Last Wednesday I wrote about actress Alyssa Milano’s decision to decline future involvement in the Women’s March because she was disappointed the leaders of the group had previously embraced anti-Semitic leader Louis Farrakhan. “I’m disappointed in the leadership of the Women’s March that they haven’t done it adequately,” Milano said, referring to the need to create distance from Farrakhan.
As the story about Milano’s comments to the Advocate magazine made the rounds, another Hollywood progressive signaled she felt the same way:
I stand with you @Alyssa_Milano https://t.co/FKN31ApXnU
— Debra Messing✍🏻 (@DebraMessing) November 9, 2018
But earlier the same day the Women’s March had issued a statement which denounced anti-Semitism but which also seemed to blame the entire controversy on the right: “Many on the right are thrilled to use any tool they can find to divide and undermine our movement…” the statement said.
Women’s March leaders stand against anti-Semitism in all its forms: pic.twitter.com/KLC3W4zZ2H
— Women's March (@womensmarch) November 9, 2018
Today, Jewish magazine Forward published a response which notes that the controversy last week had nothing to do with the right. On the contrary, it stated with a progressive reporter for a well-known gay magazine talking to a progressive actress:
I’m a reporter for The Advocate, the country’s largest LGBTQ publication. The publication is as liberal as it gets; it covers feminism daily and has an editor who specifically covers the issue.
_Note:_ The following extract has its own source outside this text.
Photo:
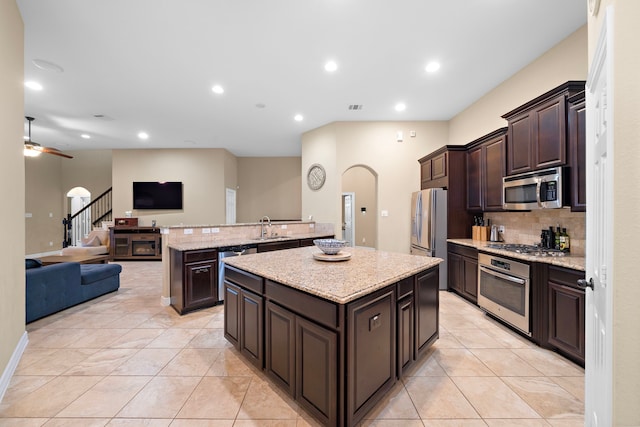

I asked Milano about the Women’s March because Louis Farrakhan is an open enemy to queer people. In 2006, he said, “It’s the wicked Jews, the false Jews, that are promoting lesbianism, homosexuality.” And just this year, he said “Jews were responsible for all of this filth and degenerate behavior that Hollywood is putting out, turning men into women and women into men.”
Collectively, the Women’s March leaders have refused to apologize for praising him and have overlooked his vitriolic hatred of the marginalized communities their intersectional movement claims to represent.
Why is the Women’s March ignoring these details? Why are they blaming the right when the criticism is coming from Jewish and LGBTQ liberals?
I think that we all know the answer to that question. The far left is fond of describing any criticism that they don’t like as controversy cooked-up by the right to make them look bad. They play this card so often that the Women’s March probably didn’t notice that their blame-the-right boilerplate language didn’t apply in this instance. Simply put, no one involved in this immediate controversy is on the right.
Now it is true that people on the right have been covering Farrakhan and the fact that Women’s March leaders have refused to denounce him and even defended him as being similar to Jesus. But the lesson to take from that is not that the left is wrong to criticize the Women’s March co-founders. The lesson is that the right was correct to be doing so all along.
But for people on the far-left like Linda Sarsour and Tamika Mallory, the right can never be morally correct. The right can only be the villains in their partisan drama. And that means that whatever the right believes is automatically tainted and wrong. Therefore, if someone on the left agrees with the right, they must be wrong too and probably in need of some correction.
Indeed, the Forward piece goes on to note that after Milano and Messing publicly took issue with the Women’s March, Sarsour and Mallory began tweeting out articles defending their refusal to denounce Farrakhan and calling out white women as poor allies:
After Debra Messing, a Jewish woman and longtime ally of LGBTQ people, tweeted out that she stands with Alyssa, Tamika Mallory and Linda Sarsour shared articles published on Medium defending their refusal to directly distance themselves from Farrakhan, whose decades of hate-mongering have earned him his own page on the Southern Poverty Law Center’s archives of horrors.
Their thesis? White women are the problem, not Farrakhan.
Sarsour then wrote up a manifesto about white women and how they should be better allies to organizers of color — a giant subtweet to Jewish critics.
And that characterization of Sarsour’s statement as a subtweet is not an exaggeration. Here’s a sample of what Sarsour wrote:
Don’t be the white women who puts conditions on her solidarity with women of color…
Don’t be the white women who call us to do work with them but don’t want to name the real threat – white supremacy – because they think it’s divisive.
Don’t be the white women who will ignore the real threats of white supremacy but use deflections and distractions to blame the violence happening in our communities on anyone and anything but white supremacists, white nationalism and white supremacy.
Gee, I wonder which white women she has in mind?
Forward is not alone in noticing that the Women’s March seems to be trying to blame its problem on the right. Tablet also published a critique of the statement. The subhead sums up the content, “The movement’s leaders treat calls for accountability from Jewish allies as personal attacks or right-wing smears, but the criticism they face is the result of their own actions.”